Manufacturers are testing the bottom of the speculation.Since the late October, shandong, shanxi and other main production areas of urea manufacturers continue to strengthen the price bottom, low transaction price stick at 1310 ~ 1330 yuan.Although urea light storage in 2015/2016 is not optimistic in the industry, from time to time some people sing short, more and more domestic traders said to give up light storage, and from the provincial agricultural companies to grass-roots agricultural companies, who is not in the hands of goods in a panic?No matter how efficient and convenient the logistics, it is not as practical as copy the bottom.This manufacturer hype there is no lack of some big companies to support the scene, shandong, shanxi and other places the factory price homeostatic small rise 10 ~ 20 yuan.At the same time, the attitude of downstream dealers to the urea market changed again in the last week: from the beginning of last week's "still fall", to the weekend's "also is stable", and to this week's "not much", it can be seen that the manufacturers bottom speculation has been successful.
There are supply and demand costs.Current supply and demand and cost problems have been the main reason for the low price of urea hovering.Supply and demand, urea market is still suffering from capacity, output "double surplus" test, winter light storage in the risk.In this year's new capacity continues to release and agricultural and industrial demand has been weak under the adverse combination of factors, urea market has continued to decline for a long time.According to statistics, the total domestic production of urea from January to September reached 49.443 million tons, 7.7% higher than that of the same period last year.Overcapacity is not only a time bomb, in such a pessimistic environment, but also contributed to the worsening situation of the industry.
After the end of summer agriculture with fertilizer, the industry predicts that the price of urea in the second half of the year may fall below 1400 yuan.Forecasts are based on supply and demand and on cost.Before the author mentioned that the low price of urea raw coal should cause concern.The ex-factory price of coal used by urea enterprises is only about 800 yuan, almost half of the ex-factory price of anthracite coal two or three years ago, and cheap coal can be purchased in north China, east China and parts of central China.In addition, according to a person familiar with the situation, it is roughly estimated that the cost of urea production corresponding to 800 yuan of smokeless coal is about 1100 yuan. Even if the cost of personnel and equipment loss are added, the total cost of mainstream large urea enterprises can be controlled at 1300 ~ 1350 yuan.
There are at least two criteria for measuring whether urea prices have hit bottom: whether urea plants have been shut down in an environment of overcapacity;Whether the price is seriously inverted to the mainstream cost line below.If neither meets the target, bottoming out is wishful thinking.
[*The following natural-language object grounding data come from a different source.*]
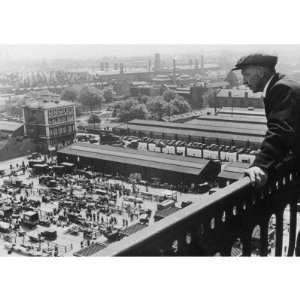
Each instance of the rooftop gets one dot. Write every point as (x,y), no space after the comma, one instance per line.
(238,93)
(46,104)
(224,127)
(9,126)
(186,165)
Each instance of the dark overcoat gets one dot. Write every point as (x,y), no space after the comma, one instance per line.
(282,106)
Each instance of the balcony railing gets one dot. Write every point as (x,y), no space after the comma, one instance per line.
(236,220)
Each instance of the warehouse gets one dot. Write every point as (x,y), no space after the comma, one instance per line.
(122,161)
(232,172)
(232,125)
(237,111)
(237,119)
(205,133)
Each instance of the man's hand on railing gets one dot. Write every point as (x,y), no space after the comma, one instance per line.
(258,176)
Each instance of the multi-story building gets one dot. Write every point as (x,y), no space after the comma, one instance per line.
(238,98)
(50,121)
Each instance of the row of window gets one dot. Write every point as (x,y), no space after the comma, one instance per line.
(60,111)
(62,130)
(61,119)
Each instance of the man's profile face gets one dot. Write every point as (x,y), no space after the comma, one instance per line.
(253,77)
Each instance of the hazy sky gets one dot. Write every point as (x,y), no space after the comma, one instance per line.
(20,52)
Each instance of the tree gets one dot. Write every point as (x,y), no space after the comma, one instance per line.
(69,94)
(108,94)
(132,109)
(168,95)
(181,105)
(232,79)
(169,109)
(94,119)
(144,99)
(156,107)
(90,97)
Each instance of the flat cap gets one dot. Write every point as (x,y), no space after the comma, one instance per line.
(256,60)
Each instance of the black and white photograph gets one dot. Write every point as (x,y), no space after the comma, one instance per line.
(152,138)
There is still talk of urea exports.Last week, the international price of urea generally rose slightly, fob China increased 2 dollars to 250 ~ 252 dollars;Prices for the black sea, yuchny and the Baltic, were up $2 - $6 and $2 - $3, respectively, at $252 and $247.There was news of an eighth round of bidding in October, ahead of the seventh round in India.At this time, the price increase in the international market has no real significance, and it does not mean that China's urea export will regain its voice in the later stage.According to the author's understanding, India's domestic inventory of urea is ok, especially after its own production is encouraged by government subsidies. The external bidding is obviously for the purpose of low price supply, and the specific purchase quantity is difficult to distinguish.In other words, even if the domestic habit of fob urea as domestic sales pricing benchmark, this winter storage is not bottom.
The author is more willing to take the upcoming or ongoing bottoming out as a speculation opportunity, suggest dealers focus on the purchase of large companies, do not underestimate the circulation of the big men speculation ability, of course, also want to act according to their own situation.